El Ministerio de Transportes y Movilidad Sostenible ha dado un paso crucial al aprobar provisionalmente el estudio informativo de la variante de Guadalajara y el acondicionamiento de la carretera N-320. Este proyecto, valorado en 103,7 millones de euros, busca aliviar significativamente la congestión de tráfico en uno de los accesos más saturados de la capital alcarreña, especialmente en el nudo de Cuatro Caminos, aunque aún restan trámites administrativos para su ejecución definitiva.
Transitar por Cuatro Caminos en hora punta es una experiencia que muchos preferirían evitar. Durante décadas, los ciudadanos que cruzan esta vía a diario han esperado una solución a la problemática del tráfico. La buena noticia es que el Ministerio de Transportes y Movilidad Sostenible ha aprobado provisionalmente el estudio informativo de la variante de Guadalajara y el acondicionamiento de la carretera N-320. Con este paso administrativo, el Ministerio espera aliviar pronto la congestión en uno de los accesos más saturados de la capital alcarreña.
El documento aprobado contempla obras con un importe estimado de 103,7 millones de euros, IVA incluido, según ha comunicado el propio Ministerio. Es importante señalar que esta aprobación provisional no es el único trámite restante, ya que el siguiente paso será la publicación del proyecto a información pública en el Boletín Oficial del Estado (BOE).
El proyecto se estructura en tres actuaciones principales. La primera es la propia variante de Guadalajara, que tendrá una longitud de 6.626,55 metros y discurrirá desde el kilómetro 269,480 de la N-320 hasta el enlace de Cabanillas del Campo con la A-2. De las cuatro alternativas estudiadas, el Ministerio ha seleccionado este trazado, que es ligeramente más corto que las otras opciones. La segunda actuación implica el desdoblamiento de la N-320 entre los kilómetros 290,02 y 295,68, transformando este tramo en autovía. La tercera consiste en una nueva conexión Este, a través de una carretera convencional, entre el enlace de Fuente la Niña, en la A-2, y el enlace ya existente entre la N-320 y la N-320A.
Además, se prevé la construcción de varios enlaces nuevos y la remodelación de otros, incluyendo el cruce de la variante con la N-320 y el semienlace con la CM-2004.
La glorieta de Cuatro Caminos es, según ha reconocido en varias ocasiones el propio Ayuntamiento, uno de los puntos más críticos en términos de tráfico de toda la ciudad. En marzo de 2023, cuando el estudio se presentó por primera vez, se explicó que el conjunto de actuaciones vinculadas a la N-320 (incluidas las rondas Sur y Este) podría reducir hasta un 50% la presión de tráfico sobre ese nudo, según recoge Nueva Alcarria. La variante, aunque no resuelve por sí sola el problema de Cuatro Caminos, sí retiraría de ese punto una parte considerable del tráfico de paso que actualmente lo atraviesa.

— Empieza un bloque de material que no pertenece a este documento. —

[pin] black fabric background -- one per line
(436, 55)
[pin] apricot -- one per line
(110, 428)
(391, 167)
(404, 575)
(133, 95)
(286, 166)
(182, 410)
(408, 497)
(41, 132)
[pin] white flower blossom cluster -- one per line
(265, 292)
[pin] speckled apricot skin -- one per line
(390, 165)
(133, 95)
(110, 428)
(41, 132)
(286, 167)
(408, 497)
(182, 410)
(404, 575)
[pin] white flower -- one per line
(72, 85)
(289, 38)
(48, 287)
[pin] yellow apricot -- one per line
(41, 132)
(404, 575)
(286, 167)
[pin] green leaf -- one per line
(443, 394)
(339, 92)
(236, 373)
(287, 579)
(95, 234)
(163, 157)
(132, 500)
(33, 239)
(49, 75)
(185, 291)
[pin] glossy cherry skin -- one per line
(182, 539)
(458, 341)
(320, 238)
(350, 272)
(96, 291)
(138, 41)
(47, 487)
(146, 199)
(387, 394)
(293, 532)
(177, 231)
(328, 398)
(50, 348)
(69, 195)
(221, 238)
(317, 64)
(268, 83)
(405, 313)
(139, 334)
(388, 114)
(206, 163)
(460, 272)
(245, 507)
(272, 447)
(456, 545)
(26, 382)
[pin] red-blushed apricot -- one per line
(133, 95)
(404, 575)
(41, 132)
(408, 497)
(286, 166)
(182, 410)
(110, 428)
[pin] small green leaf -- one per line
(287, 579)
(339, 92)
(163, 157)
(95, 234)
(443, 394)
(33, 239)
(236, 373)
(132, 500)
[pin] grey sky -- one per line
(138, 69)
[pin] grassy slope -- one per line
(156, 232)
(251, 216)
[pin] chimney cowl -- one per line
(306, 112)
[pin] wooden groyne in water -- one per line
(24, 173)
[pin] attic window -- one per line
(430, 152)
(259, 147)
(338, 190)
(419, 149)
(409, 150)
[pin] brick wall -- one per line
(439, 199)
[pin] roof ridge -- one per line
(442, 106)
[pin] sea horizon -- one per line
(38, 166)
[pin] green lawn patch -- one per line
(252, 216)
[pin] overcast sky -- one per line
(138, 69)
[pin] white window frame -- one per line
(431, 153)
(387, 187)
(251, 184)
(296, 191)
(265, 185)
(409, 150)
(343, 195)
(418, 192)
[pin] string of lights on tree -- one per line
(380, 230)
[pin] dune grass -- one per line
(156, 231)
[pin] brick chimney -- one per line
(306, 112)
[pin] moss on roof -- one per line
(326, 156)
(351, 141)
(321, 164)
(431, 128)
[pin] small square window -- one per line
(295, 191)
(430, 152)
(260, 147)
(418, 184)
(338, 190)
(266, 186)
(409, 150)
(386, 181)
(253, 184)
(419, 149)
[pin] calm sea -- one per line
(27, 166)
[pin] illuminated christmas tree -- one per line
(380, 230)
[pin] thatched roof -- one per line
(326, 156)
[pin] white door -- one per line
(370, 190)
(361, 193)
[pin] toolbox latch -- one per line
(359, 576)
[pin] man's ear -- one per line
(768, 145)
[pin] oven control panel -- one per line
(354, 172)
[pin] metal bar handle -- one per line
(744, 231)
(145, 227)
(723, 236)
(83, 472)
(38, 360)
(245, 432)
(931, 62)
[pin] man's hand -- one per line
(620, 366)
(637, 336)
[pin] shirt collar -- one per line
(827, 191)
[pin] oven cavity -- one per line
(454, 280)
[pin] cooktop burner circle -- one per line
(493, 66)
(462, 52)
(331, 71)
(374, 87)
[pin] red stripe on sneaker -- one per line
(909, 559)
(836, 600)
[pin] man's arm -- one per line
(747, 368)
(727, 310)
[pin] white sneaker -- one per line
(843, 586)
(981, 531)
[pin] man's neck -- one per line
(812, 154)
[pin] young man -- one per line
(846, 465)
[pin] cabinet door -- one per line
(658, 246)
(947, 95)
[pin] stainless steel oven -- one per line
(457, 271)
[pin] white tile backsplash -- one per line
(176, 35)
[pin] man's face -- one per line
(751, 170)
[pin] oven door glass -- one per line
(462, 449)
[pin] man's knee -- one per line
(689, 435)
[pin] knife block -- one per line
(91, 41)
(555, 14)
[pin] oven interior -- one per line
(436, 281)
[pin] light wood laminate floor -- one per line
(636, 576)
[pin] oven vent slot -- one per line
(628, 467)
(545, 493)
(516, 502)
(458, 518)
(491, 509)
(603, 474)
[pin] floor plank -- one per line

No todos en Guadalajara han recibido la noticia con el mismo entusiasmo. El segundo teniente de alcalde, Alfonso Esteban, ha solicitado al Gobierno que agilice de forma definitiva la tramitación y ha recordado que el Ministerio ya sometió a información pública este mismo estudio en febrero de 2023, comprometiéndose entonces a aprobarlo ese mismo año. Esteban declaró que “Tres años después, la única novedad conocida es la aprobación provisional del citado documento, han sido tres años perdidos.”
El edil ha insistido en que esta aprobación provisional no implica el inicio de las obras, ya que todavía quedan trámites como un nuevo periodo de información pública, la Declaración de Impacto Ambiental, la aprobación definitiva del estudio, la redacción del proyecto constructivo y la asignación de sus presupuestos.
El Ayuntamiento sostiene que la variante y la solución para Cuatro Caminos son dos cuestiones relacionadas pero distintas. Según declaró el Consistorio en noviembre de 2024 a la Demarcación de Carreteras del Estado, la solución definitiva para ese nudo pasa por el soterramiento total o parcial del tráfico, mientras que “cualquier otra actuación tendría carácter provisional”, recoge el propio Ayuntamiento. Esteban ha explicado que un sistema de pasarelas peatonales elevadas se descartó por falta de consenso entre las instituciones implicadas, debido a problemas de accesibilidad y seguridad, y que la Dirección General de Tráfico planteó como alternativa provisional la colocación de semáforos en pasos de peatones y mejoras de accesibilidad.